= Martín Olleta =

Chono chieftain

Martín Olleta was a Chono chieftain who was an important broker between Spanish authorities in Chiloé Archipelago and indigenous people of the fjords and channels of Patagonia. He is known for rescuing the survivors of the wreck of in 1742. He was identified as chieftain by the British and referred to as "gobernadorcillo de dicha nación chonos" ("little governor of the Chono nation") by the Spanish governor of Chiloé Victoriano Martínez de Tineo. He used a rod with a silver handle as symbol of authority.
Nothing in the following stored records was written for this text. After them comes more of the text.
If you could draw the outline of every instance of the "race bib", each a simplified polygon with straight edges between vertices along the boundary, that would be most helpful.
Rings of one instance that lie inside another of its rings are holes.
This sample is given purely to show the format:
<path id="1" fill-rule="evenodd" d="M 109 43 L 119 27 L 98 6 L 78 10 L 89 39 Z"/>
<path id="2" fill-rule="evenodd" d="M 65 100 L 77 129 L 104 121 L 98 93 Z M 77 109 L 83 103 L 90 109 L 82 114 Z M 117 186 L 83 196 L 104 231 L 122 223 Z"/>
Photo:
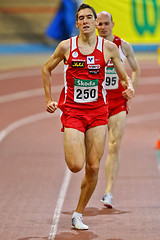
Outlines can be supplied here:
<path id="1" fill-rule="evenodd" d="M 98 79 L 74 82 L 74 101 L 78 103 L 94 102 L 98 99 Z"/>
<path id="2" fill-rule="evenodd" d="M 119 85 L 119 77 L 114 67 L 105 68 L 105 89 L 117 89 Z"/>

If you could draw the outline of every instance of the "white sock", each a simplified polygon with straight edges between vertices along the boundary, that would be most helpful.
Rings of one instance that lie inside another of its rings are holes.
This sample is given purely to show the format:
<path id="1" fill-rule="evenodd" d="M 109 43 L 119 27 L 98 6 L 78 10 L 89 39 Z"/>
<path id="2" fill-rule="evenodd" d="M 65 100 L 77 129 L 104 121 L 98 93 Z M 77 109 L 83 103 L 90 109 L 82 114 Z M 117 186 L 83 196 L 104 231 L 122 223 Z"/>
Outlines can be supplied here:
<path id="1" fill-rule="evenodd" d="M 74 217 L 82 217 L 82 213 L 73 212 L 72 218 Z"/>

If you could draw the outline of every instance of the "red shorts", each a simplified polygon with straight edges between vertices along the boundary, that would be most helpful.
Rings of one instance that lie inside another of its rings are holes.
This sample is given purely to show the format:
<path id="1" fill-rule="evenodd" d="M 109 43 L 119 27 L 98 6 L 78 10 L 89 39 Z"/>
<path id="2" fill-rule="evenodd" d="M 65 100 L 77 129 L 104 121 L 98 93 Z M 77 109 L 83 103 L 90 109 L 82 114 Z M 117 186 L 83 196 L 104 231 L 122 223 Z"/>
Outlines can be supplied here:
<path id="1" fill-rule="evenodd" d="M 125 98 L 121 97 L 108 99 L 108 117 L 111 117 L 123 111 L 126 111 L 126 113 L 128 113 L 127 100 Z"/>
<path id="2" fill-rule="evenodd" d="M 108 107 L 102 106 L 91 110 L 68 109 L 61 116 L 62 129 L 74 128 L 85 133 L 89 128 L 108 124 Z"/>

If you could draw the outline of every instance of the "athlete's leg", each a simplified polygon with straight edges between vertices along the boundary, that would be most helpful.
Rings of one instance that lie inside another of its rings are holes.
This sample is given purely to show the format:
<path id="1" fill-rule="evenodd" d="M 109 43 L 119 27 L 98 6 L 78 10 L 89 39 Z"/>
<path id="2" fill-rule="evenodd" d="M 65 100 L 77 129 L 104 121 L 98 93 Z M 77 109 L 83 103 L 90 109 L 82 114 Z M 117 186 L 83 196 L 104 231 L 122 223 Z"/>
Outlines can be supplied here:
<path id="1" fill-rule="evenodd" d="M 119 169 L 119 151 L 125 129 L 126 112 L 113 115 L 108 120 L 108 156 L 105 163 L 107 187 L 105 193 L 112 193 Z"/>
<path id="2" fill-rule="evenodd" d="M 85 162 L 84 133 L 73 128 L 64 128 L 64 153 L 68 168 L 79 172 Z"/>
<path id="3" fill-rule="evenodd" d="M 93 127 L 85 134 L 86 166 L 85 176 L 81 184 L 81 194 L 76 212 L 83 213 L 98 180 L 99 164 L 102 158 L 107 125 Z"/>

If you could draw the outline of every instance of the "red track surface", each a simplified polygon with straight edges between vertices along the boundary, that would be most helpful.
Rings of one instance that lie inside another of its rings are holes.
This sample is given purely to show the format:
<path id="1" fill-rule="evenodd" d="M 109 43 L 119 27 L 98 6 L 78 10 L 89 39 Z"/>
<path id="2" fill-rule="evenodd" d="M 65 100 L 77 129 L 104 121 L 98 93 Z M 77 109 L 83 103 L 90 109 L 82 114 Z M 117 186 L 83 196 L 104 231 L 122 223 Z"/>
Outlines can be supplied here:
<path id="1" fill-rule="evenodd" d="M 160 239 L 160 173 L 154 149 L 160 129 L 160 67 L 154 60 L 140 65 L 142 77 L 121 148 L 115 209 L 100 202 L 106 143 L 98 185 L 84 213 L 88 231 L 71 229 L 83 171 L 66 172 L 59 111 L 45 113 L 41 69 L 1 72 L 0 240 L 44 240 L 49 233 L 55 240 Z M 58 100 L 61 66 L 53 82 Z"/>

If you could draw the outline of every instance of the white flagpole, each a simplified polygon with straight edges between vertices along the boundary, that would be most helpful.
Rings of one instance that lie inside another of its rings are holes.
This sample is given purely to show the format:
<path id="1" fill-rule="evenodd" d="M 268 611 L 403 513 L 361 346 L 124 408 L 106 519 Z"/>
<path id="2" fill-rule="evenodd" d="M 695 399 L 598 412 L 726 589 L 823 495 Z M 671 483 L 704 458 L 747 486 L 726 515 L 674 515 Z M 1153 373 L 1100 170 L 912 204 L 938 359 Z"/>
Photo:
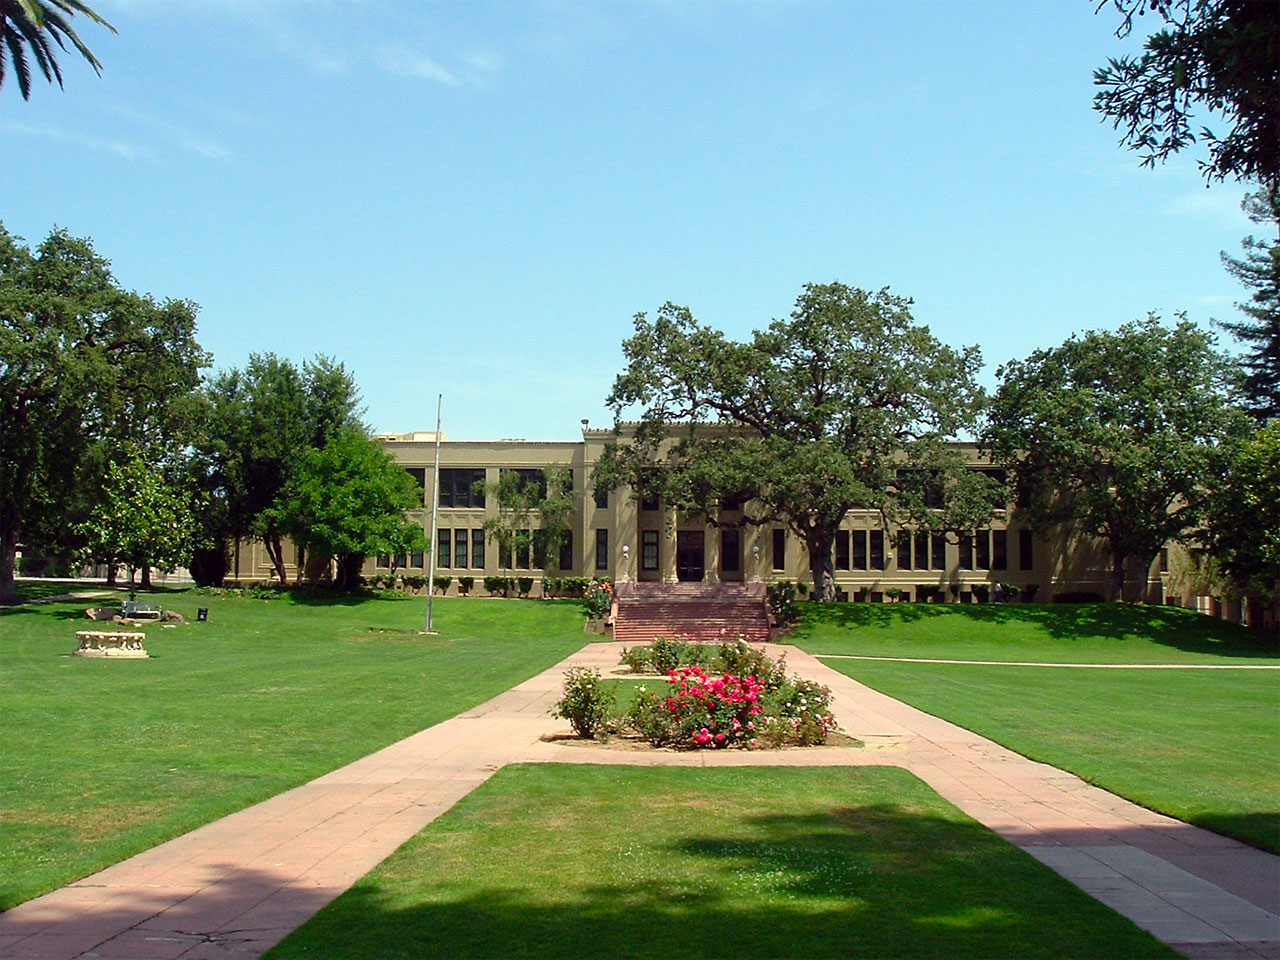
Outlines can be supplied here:
<path id="1" fill-rule="evenodd" d="M 436 595 L 436 544 L 440 532 L 436 529 L 436 516 L 440 510 L 440 412 L 444 407 L 444 394 L 436 394 L 436 465 L 431 480 L 431 563 L 427 574 L 427 633 L 435 633 L 431 624 L 431 601 Z"/>

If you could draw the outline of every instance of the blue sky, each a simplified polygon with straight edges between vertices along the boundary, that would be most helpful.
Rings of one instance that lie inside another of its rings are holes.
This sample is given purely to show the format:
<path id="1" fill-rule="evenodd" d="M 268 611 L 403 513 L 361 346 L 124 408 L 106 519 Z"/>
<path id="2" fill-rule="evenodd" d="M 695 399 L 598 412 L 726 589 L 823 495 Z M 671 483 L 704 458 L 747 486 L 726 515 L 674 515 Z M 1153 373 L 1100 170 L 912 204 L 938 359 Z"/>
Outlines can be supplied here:
<path id="1" fill-rule="evenodd" d="M 0 219 L 201 306 L 219 368 L 326 353 L 378 431 L 569 440 L 638 311 L 736 338 L 888 286 L 984 381 L 1155 310 L 1207 325 L 1252 225 L 1091 108 L 1093 0 L 96 0 L 0 92 Z M 1140 27 L 1146 24 L 1139 21 Z"/>

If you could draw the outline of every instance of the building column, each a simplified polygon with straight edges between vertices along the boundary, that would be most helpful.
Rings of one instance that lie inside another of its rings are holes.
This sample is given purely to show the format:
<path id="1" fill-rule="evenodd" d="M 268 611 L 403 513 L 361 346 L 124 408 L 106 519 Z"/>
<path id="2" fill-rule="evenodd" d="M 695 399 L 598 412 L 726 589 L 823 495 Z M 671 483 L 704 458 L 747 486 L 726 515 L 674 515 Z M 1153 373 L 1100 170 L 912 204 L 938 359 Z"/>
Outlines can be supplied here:
<path id="1" fill-rule="evenodd" d="M 704 524 L 702 534 L 702 579 L 704 583 L 720 580 L 720 528 Z"/>
<path id="2" fill-rule="evenodd" d="M 662 571 L 663 583 L 675 583 L 676 576 L 676 512 L 670 507 L 662 508 L 662 536 L 659 538 L 658 569 Z"/>
<path id="3" fill-rule="evenodd" d="M 630 487 L 619 487 L 609 494 L 613 502 L 613 528 L 609 534 L 609 566 L 614 580 L 638 580 L 640 569 L 639 515 L 636 498 Z M 600 511 L 596 511 L 600 517 Z M 626 547 L 624 551 L 622 548 Z"/>
<path id="4" fill-rule="evenodd" d="M 769 563 L 769 543 L 765 539 L 765 531 L 770 527 L 749 524 L 743 528 L 746 534 L 742 538 L 742 570 L 748 582 L 759 582 L 766 579 L 765 565 Z"/>

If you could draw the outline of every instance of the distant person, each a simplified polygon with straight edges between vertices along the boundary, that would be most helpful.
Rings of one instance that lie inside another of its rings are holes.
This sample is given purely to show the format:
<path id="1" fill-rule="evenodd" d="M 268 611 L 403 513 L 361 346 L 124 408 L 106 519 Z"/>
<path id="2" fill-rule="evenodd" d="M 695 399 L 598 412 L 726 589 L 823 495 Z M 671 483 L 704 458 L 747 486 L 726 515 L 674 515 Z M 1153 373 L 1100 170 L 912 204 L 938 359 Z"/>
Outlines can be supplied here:
<path id="1" fill-rule="evenodd" d="M 991 591 L 992 603 L 1004 603 L 1004 584 L 999 580 L 996 581 L 995 588 Z"/>

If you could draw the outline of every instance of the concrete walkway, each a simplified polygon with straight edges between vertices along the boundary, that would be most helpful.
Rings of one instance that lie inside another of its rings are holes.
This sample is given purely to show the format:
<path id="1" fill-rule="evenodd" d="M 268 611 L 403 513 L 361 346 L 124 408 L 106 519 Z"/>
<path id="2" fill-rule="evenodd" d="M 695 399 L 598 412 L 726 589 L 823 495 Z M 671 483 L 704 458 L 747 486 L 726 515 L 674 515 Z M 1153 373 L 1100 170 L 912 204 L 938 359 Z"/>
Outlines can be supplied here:
<path id="1" fill-rule="evenodd" d="M 1196 960 L 1280 960 L 1280 858 L 1144 810 L 876 693 L 794 648 L 866 749 L 621 752 L 544 743 L 591 644 L 467 713 L 0 917 L 0 957 L 260 956 L 495 770 L 515 762 L 894 765 Z M 783 648 L 775 648 L 774 653 Z"/>

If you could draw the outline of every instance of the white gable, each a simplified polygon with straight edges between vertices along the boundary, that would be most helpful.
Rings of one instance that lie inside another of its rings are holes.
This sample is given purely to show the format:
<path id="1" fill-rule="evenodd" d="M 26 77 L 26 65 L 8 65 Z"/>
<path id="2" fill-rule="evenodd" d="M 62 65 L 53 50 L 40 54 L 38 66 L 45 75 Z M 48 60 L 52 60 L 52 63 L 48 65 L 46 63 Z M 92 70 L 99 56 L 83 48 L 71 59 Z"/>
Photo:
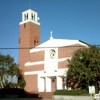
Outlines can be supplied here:
<path id="1" fill-rule="evenodd" d="M 87 46 L 87 44 L 79 41 L 79 40 L 69 40 L 69 39 L 50 39 L 35 48 L 30 50 L 31 52 L 37 52 L 45 50 L 46 48 L 58 48 L 58 47 L 64 47 L 64 46 L 71 46 L 75 44 L 80 44 L 82 46 Z"/>

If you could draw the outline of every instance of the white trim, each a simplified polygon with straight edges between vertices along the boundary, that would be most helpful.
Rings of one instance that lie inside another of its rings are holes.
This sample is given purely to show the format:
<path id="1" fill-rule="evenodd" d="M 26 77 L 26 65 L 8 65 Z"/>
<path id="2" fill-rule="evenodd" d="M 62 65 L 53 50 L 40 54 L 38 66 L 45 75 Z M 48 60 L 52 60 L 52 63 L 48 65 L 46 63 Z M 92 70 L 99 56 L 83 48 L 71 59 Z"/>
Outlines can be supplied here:
<path id="1" fill-rule="evenodd" d="M 33 53 L 33 52 L 38 52 L 38 51 L 43 51 L 43 50 L 45 50 L 46 48 L 38 48 L 38 47 L 36 47 L 36 48 L 34 48 L 34 49 L 31 49 L 30 50 L 30 53 Z"/>
<path id="2" fill-rule="evenodd" d="M 43 71 L 29 71 L 29 72 L 24 72 L 24 75 L 32 75 L 32 74 L 41 74 Z"/>
<path id="3" fill-rule="evenodd" d="M 35 23 L 37 25 L 40 25 L 39 22 L 36 22 L 36 21 L 33 21 L 33 20 L 26 20 L 26 21 L 20 22 L 19 25 L 22 25 L 22 24 L 27 23 L 27 22 L 32 22 L 32 23 Z"/>
<path id="4" fill-rule="evenodd" d="M 79 44 L 88 47 L 88 45 L 85 43 L 79 42 Z"/>
<path id="5" fill-rule="evenodd" d="M 25 66 L 32 66 L 32 65 L 44 64 L 44 62 L 45 62 L 45 61 L 27 62 L 27 63 L 25 63 Z"/>
<path id="6" fill-rule="evenodd" d="M 41 71 L 29 71 L 29 72 L 24 72 L 24 75 L 38 74 L 39 77 L 64 76 L 65 70 L 68 71 L 68 68 L 57 69 L 57 72 L 52 71 L 52 72 L 48 72 L 48 73 L 44 73 L 44 70 L 41 70 Z"/>
<path id="7" fill-rule="evenodd" d="M 57 59 L 56 61 L 57 62 L 61 62 L 61 61 L 66 61 L 67 59 L 71 59 L 71 57 L 66 57 L 66 58 L 61 58 L 61 59 Z M 55 59 L 51 59 L 51 60 L 48 60 L 48 62 L 51 62 L 51 61 L 55 61 Z M 44 64 L 46 61 L 38 61 L 38 62 L 27 62 L 25 63 L 25 66 L 32 66 L 32 65 L 39 65 L 39 64 Z"/>
<path id="8" fill-rule="evenodd" d="M 71 59 L 71 57 L 58 59 L 58 62 L 66 61 L 67 59 Z"/>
==Rescue of HMS Wager survivors==
Olleta led a party of indigenous Chono that visited Captain Cheap's stranded group in Wager Island, Guayaneco Archipelago. This happened fifteen days after a group of British sailors returned to Wager Island after failing to round Taitao Peninsula with an improvised barge. The Spanish language proficiency of the Chonos was enough to communicate with the Spanish-speaking surgeon of the British party. After some negotiation, the Chono agreed to guide Cheap's group to a small Spanish settlement up the coast, using an overland route to avoid the peninsula. The castaways traded the barge and iron objects for the journey. Iron was highly valued by the Chono as this metal was even scarce in the Spanish settlements further north. The survivors of HMS Wager boarded the dalcas of Olleta's party and headed north. Martín Olleta led the survivors through an unusual route across Presidente Ríos Lake in Taitao Peninsula avoiding the common route through San Tadeo River and San Rafael Lake. Before handing over the English to Spanish authorities, Martín Olleta's party stopped somewhere south of Chiloé Island to hide all iron objects, likely to avoid having them confiscated. When Spanish authorities learned that Lieutenant Hamilton had been lost in the way north, they compelled Olleta to go back south and find him, which he actually did.

Scholar Ximena Urbina conjectures that Martín Olleta must have lived close to the Spanish and heard from other natives of the wreckage. Thus the rescue was not by chance but an enterprise done with prior knowledge of the Spanish interest in foreigners and of the valuable loot to be found at the wreckage.